Ich denke, das Urteil des Landesverfassungsgerichts ist ein immenser Rückschritt für unsere Gesellschaft. Wir Schwarze werden so oft mit dem N-Wort konfrontiert, meist in einem negativen Zusammenhang. Für uns hat dieser Begriff absolut nichts Positives. Da war es ein Schlag ins Gesicht, dass ein Landesverfassungsgericht urteilt, der Begriff könne zwar eine negative Bedeutung haben, letztlich komme es aber auf den Kontext an. Der Kontext kann für uns Schwarze nie positiv sein. Das Urteil könnten Leute als Präzedenzfall heranziehen, wenn sie jemanden so betiteln und die Person sie anzeigt. Sie könnten sich darauf berufen, dass der Kontext ein anderer gewesen sei, als die beleidigte Person behauptet habe, sie es also gar nicht so gemeint hätten, wie es verstanden worden sei.

Wäre die Verwendung des Wortes auch im Kontext einer Studie über Rassismus im deutschen Kaiserreich abwertend?

Wenn man eine wissenschaftliche Studie verfasst, kann man die Person zitieren, die das Wort damals verwendet hat. In diesem Zusammenhang ist die Verwendung des Ausdrucks schlüssig. Falsch wäre es, wenn jemand heutzutage das N-Wort benutzt, und sagt: »Ich meine das ja gar nicht negativ.« Mittlerweile ist bekannt, welche Geschichte hinter dem Wort steckt. Im Kaiserreich waren schwarze Menschen offiziell Menschen zweiter Klasse – wenn überhaupt.

Was ist das Ziel der Petition?

Die Petition hat bereits das Ziel erreicht, das Problem der schwarzen community mit Alltagsrassismus weiter ans Licht zu bringen. Wünschenswert wäre, dass die Petition es in den Bundestag schafft und der Begriff »Neger« als eine Beleidigung eingestuft wird.

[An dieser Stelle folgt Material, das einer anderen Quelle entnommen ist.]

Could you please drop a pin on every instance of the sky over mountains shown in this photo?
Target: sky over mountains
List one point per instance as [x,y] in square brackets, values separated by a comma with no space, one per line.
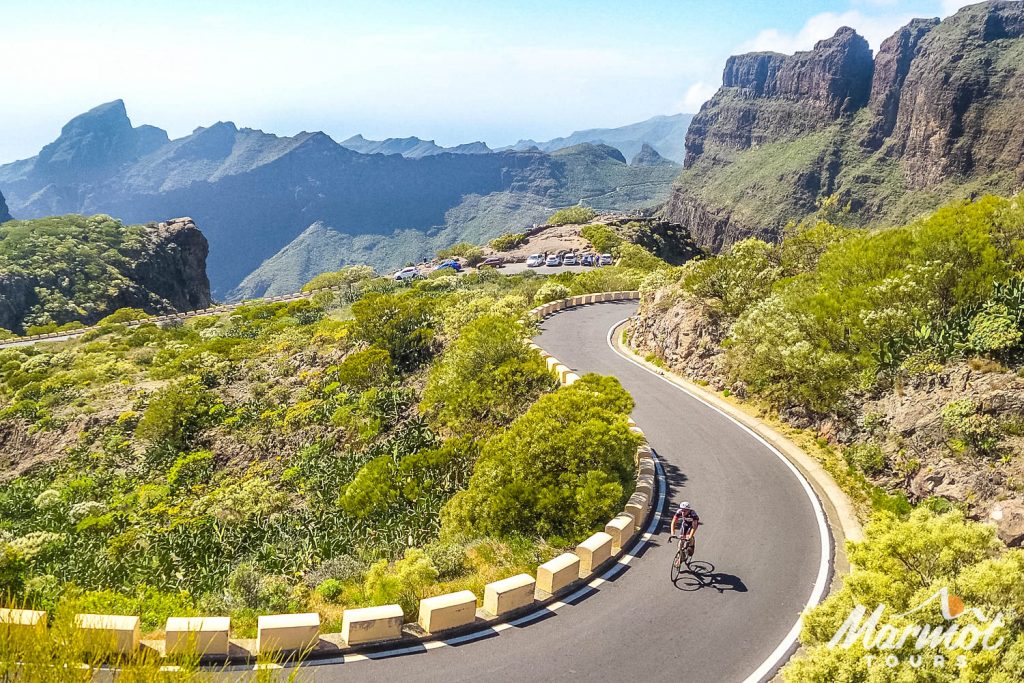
[450,71]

Das heißt, Sie verfolgen mit der Petition auch ein konkretes juristisches Ziel?

Ja. Ansonsten wären das alles nur leere Worte. Wenn wir schwarz auf weiß hätten, dass das Wort eine rassistische Beleidigung ist, wäre das ein Zeichen dafür, dass der Staat Rassismus nicht duldet.

Duldet der Staat Rassismus?

Es gibt immense Defizite. Diese sind unter anderem darin begründet, dass die afrodeutsche Geschichte nicht in der Schule behandelt wird, also dass beispielsweise der Völkermord an den Herero und Nama, Menschenzoos und schwarze Opfer der NS-Zeit in Deutschland gar nicht bis kaum thematisiert und nicht aufgearbeitet ­werden. Da ist es schwer, Menschen klarzumachen, dass der Begriff rassistisch und negativ behaftet ist. Wenn der Staat über diese ­Geschichte besser aufklären würde, könnten Menschen besser nachvollziehen, dass bestimmte Dinge rassistisch und zutiefst verletzend sind.

Hat sich die Situation schwarzer Menschen in Deutschland in den vergangenen Jahren verändert?

In unserer community passiert viel. Es wäre schön, wenn auch außerhalb mehr passieren würde, zum Beispiel, wenn nicht immer nur ein negatives Bild von Afrika gezeichnet oder mit mehr Verständnis auf unsere Bedürfnisse eingegangen würde. In Deutschland wird man als Schwarzer oftmals immer noch wegen der Hautfarbe diskriminiert, gefragt, wann man zurück nach Afrika gehe, oder die Leute sind schockiert darüber, dass man akzentfreies Deutsch spricht. Das sind für uns keine Kleinigkeiten, das ist verankerter Alltagsrassismus.